Perché chiediamo di intitolare una via a Francesco Babusci

Il prossimo 30 marzo ricorrerà il quinto anniversario della scomparsa di Francesco Babusci. Su sollecitazione di numerosi membri del consiglio comunale di Roma (non solo del Prc) il suo nome è stato dal 2003 giustamente annoverato tra i toponimi nell’onomastica capitolina – in attesa dell’ufficiale denominazione di un sito urbano – con la specificazione “consigliere regionale, operaio della Contraves”. Noi aggiungiamo: operaio comunista.
Francesco appartiene infatti a un pezzo importante di questa città, alle battaglie di civiltà e in difesa dei diritti dei lavoratori condotte in questi ultimi decenni. Di queste lotte egli fu protagonista di assoluto rilievo, nelle piazze come nell’istituzione regionale: al fianco dei suoi compagni di fabbrica e delle loro rivendicazioni e, insieme, per sollecitare la riconversione della Contraves dalla produzione bellica a quella civile; nel vivo della solidarietà internazionalista, al fianco dei popoli in lotta a difesa della loro sovranità, a cominciare da quello palestinese; con i comitati cittadini che si battono per la qualità ambientale e per dare dignità urbana alle periferie. Un’autentica lezione di costruzione della partecipazione popolare.
Conoscemmo Francesco Babusci a metà degli anni ’80. Partecipavamo come delegati della funzione pubblica al gruppo romano di “autoconvocati” che si erano mobilitati per preparare la contesa referendaria contro il decreto Craxi e l’abolizione del punto unico di contingenza, prima e decisiva spallata al dispositivo di adeguamento automatico delle retribuzioni al costo della vita. Le riunioni si tenevano nelle sedi dei consigli di zona, di cui Francesco era uno dei più assidui animatori, oltre ad essere rappresentante del suo consiglio di fabbrica e segretario della sezione del Pci “Guido Rossa” in Tiburtina. Sin da allora provavano a dirci che l’abolizione della parte automatica di salario avrebbe allargato lo spazio per la parte contrattata. In questi anni abbiamo visto come è andata a finire: prezzi alle stelle e retribuzioni reali al palo. Babusci lo aveva capito e aveva intuito la deriva concertativa.

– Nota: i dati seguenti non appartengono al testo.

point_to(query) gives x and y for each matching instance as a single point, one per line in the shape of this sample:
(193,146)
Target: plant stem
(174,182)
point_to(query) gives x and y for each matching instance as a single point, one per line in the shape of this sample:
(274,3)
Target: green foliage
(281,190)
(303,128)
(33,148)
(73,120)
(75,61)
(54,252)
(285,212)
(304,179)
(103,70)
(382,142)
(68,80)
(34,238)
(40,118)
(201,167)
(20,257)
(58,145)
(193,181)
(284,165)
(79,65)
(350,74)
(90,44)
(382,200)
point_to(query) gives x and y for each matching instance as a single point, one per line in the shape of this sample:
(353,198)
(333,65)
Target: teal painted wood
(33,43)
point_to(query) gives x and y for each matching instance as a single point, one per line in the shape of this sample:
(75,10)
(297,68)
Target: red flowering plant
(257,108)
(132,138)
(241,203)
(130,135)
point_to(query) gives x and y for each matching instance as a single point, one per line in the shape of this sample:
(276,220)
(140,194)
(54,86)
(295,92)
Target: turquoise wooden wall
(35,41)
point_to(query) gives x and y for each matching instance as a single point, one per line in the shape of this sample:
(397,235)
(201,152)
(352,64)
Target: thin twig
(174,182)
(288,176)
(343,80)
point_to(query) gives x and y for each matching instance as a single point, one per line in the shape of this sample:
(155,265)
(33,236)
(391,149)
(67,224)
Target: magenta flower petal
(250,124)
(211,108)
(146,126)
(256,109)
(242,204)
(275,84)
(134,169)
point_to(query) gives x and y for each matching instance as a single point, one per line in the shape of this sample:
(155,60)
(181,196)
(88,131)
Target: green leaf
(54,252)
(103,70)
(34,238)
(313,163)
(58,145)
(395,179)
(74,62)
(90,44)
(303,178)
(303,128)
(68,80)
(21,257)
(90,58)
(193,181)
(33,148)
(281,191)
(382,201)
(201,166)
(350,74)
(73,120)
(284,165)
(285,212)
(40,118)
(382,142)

Oggi le compagne e i compagni di Francesco rinnovano la richiesta di intitolargli un sito collocato in uno dei territori che lo hanno visto protagonista: anche a tal fine si è costituito un “Comitato Francesco Babusci”, cui hanno già aderito esponenti di associazioni, sindacati, forze politiche. Non vogliamo solo ricordare un compagno, intendiamo anche onorarne la memoria mantenendo alto il suo impegno: per questo il comitato intende essere presente, amplificare l’appoggio alle lotte e alle vertenze del lavoro, a Roma e nel Lazio, contro lo sfruttamento e la precarietà, contro la nocività nei luoghi di lavoro, per la tutela dei diritti delle lavoratrici e dei lavoratori.
Diamo appuntamento “per ricordare Francesco” ad un presidio da tenersi giovedì 30 marzo alle ore 15,30 in via Affile angolo via Tiburtina: distribuiremo volantini e raccoglieremo le firme per la scala mobile. Come Francesco, sempre al fianco dei lavoratori.